The Utah Jazz, as part of a broad coaching search expected to feature some 20 candidates, plan to sound out Jazz legend John Stockton to see whether he has any interest in the position, according to sources with knowledge of the situation.

Sources told ESPN.com that Jazz officials intend to at least pose the question to the Hall of Fame guard about his willingness to move into coaching, while mindful of Stockton's lack of previous coaching experience and the fact that he has long loathed the sort of spotlight associated with the job.

Jazz general manager Dennis Lindsey declined comment Tuesday night about Stockton or any other prospective candidates when reached by ESPN.com.

Earlier Tuesday, in a general interview with the Deseret News, Lindsey told the newspaper that the Jazz are "getting closer to moving to the part where we'll reach out" to coaches Utah will consider to replace Tyrone Corbin, who was informed last month that he would not be receiving a new deal.
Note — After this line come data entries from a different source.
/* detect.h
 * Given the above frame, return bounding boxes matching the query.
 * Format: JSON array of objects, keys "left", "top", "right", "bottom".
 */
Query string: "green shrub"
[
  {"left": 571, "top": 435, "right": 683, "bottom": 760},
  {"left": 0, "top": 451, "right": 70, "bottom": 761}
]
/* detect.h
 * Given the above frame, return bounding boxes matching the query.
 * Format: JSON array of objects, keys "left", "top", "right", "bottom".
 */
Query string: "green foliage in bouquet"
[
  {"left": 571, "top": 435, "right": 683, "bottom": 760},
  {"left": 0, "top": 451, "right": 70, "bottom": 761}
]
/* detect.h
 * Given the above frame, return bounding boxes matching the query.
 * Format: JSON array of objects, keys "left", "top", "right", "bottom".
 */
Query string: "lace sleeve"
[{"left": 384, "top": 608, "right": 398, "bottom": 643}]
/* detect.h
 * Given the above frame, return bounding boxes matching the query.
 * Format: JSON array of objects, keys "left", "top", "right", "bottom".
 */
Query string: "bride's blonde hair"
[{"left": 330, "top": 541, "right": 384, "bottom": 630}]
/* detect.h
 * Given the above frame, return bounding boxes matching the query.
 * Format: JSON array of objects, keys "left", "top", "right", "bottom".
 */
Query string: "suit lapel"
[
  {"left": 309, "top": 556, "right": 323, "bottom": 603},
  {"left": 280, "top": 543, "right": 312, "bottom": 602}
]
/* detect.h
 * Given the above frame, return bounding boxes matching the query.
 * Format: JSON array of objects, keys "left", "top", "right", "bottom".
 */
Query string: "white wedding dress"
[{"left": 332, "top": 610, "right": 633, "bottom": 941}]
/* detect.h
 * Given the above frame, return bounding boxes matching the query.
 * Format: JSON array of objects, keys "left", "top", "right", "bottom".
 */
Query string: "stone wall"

Corbin coached the Jazz for the past three-plus seasons in the wake of Jerry Sloan's sudden resignation in February 2011.

Sources say the Jazz are likely to sit down with a handful of potential candidates this week at the league's annual pre-draft camp in Chicago as part of an introductory round of interviews. In April, Jazz team president Randy Rigby told 1280 AM in Utah that the team's "exhaustive" search to find a successor to Corbin would eventually feature more than 20 candidates.

Since Corbin's dismissal in April, San Antonio Spurs assistant and former University of Utah coach Jim Boylen has been widely mentioned as the leading candidate to take over, given his longstanding ties to Lindsey after they worked together in Houston and the fact that no less an authority than Spurs coach Gregg Popovich brought Boylen in as his top assistant this season to replace two top aides who got head-coaching jobs, Atlanta's Mike Budenholzer and Philadelphia's Brett Brown.